An 18-year-old Chinese man presented to the cardiac intensive care unit with chest pain radiating to the left shoulder for 1 h after choledocholithiasis by ERCP and the following treatment. ECG showed a sinus rhythm with ST-segment elevation in the II, III, and aVF leads compared with the baseline. Laboratory data revealed cTnI levels of 67.55 ng/mL and 80 ng/mL at the peak (relative index below 0.034 ng/mL) and creatine kinase-MB levels of 56 U/L and 543 U/L at the peak (relative index below 24 U/L). AMI was suspected, and coronary angiography was performed the second day. The results revealed a smooth angiographic appearance of all arteries. The patient had been diagnosed with gallstones and cholecystitis for four years but had not accepted treatment. He had abdominal pain and bloating a week previously and underwent ERCP and subsequent treatments on the second day of admission; 1.4 cm × 1.6 cm of stones were removed from his common bile duct during surgery. The results of his laboratory tests at admission revealed abnormal alanine aminotransferase, aspartate aminotransferase, glutamyl transpeptidase, total bile acid, total bilirubin, direct bilirubin, and indirect bilirubin levels. His temperature, heart rate, blood pressure, and body mass index were normal. His echocardiographic examination revealed no obvious abnormalities in the structure and movement of the ventricular wall and an estimated left ventricular ejection fraction of 57% after the heart attack. His cholesterol and triglycerides were within normal ranges, and his low-density lipoprotein cholesterol was 2.23 mmol/L (normal range 2.03-3.34 mmol). Further testing after AMI revealed nothing remarkable in his erythrocyte sedimentation rate, thyroid function, and tumour markers.

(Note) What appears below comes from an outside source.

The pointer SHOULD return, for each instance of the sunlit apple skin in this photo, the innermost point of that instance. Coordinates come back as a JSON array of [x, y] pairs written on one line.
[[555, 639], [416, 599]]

We ultimately made a diagnosis of MINOCA caused by coronary artery spasm, which seemed to be the most suitable diagnosis of this young patient. We are concerned that the heart attack may have been induced by the ERCP rather than occurred coincidentally afterward, so we should investigate the timing of the event further. Additional studies are needed to unravel the underlying pathophysiology.
Core tip: This is a case report about a young man who were ultimately diagnosed with myocardial infarction with nonobstructive coronary arteries, but initially diagnosed with acute myocardial infarction (AMI). AMI is characterized by chest pain as well as cardiac troponin I and electrocardiography changes. In recent years, clinical researchers have used “MINOCA” to characterize myocardial infarction with non-obstructive coronary arteries. As far as we know, no report has documented this type in a young patient after choledocholithiasis by endoscopic retrograde cholangiopancreatography.
- Citation: Li D, Li Y, Wang X, Wu Y, Cui XY, Hu JQ, Li B, Lin Q. Diagnosis of myocardial infarction with nonobstructive coronary arteries in a young man in the setting of acute myocardial infarction after endoscopic retrograde cholangiopancreatography: A case report. World J Clin Cases 2019; 7(19): 3062-3068
- URL: https://www.wjgnet.com/2307-8960/full/v7/i19/3062.htm
- DOI: https://dx.doi.org/10.12998/wjcc.v7.i19.3062
Acute myocardial infarction (AMI) is characterized by chest pain as well as cardiac troponin I (cTnI) and electrocardiography (ECG) changes. Recently, clinical researchers have used the term “MINOCA” to refer to myocardial infarction with nonobstructive coronary arteries. This condition has been confirmed in several large AMI registries in which 1%-13% of AMI cases occurred in the absence of obstructive coronary artery disease (CAD), prompting clinical researchers to coin the term MINOCA. The European Society of Cardiology working group on MINOCA has produced a position paper describing the associated clinical features and mechanisms, detailing an assessment pathway for its evaluation and stimulating research into its mechanisms and treatment[1] (Figure 1).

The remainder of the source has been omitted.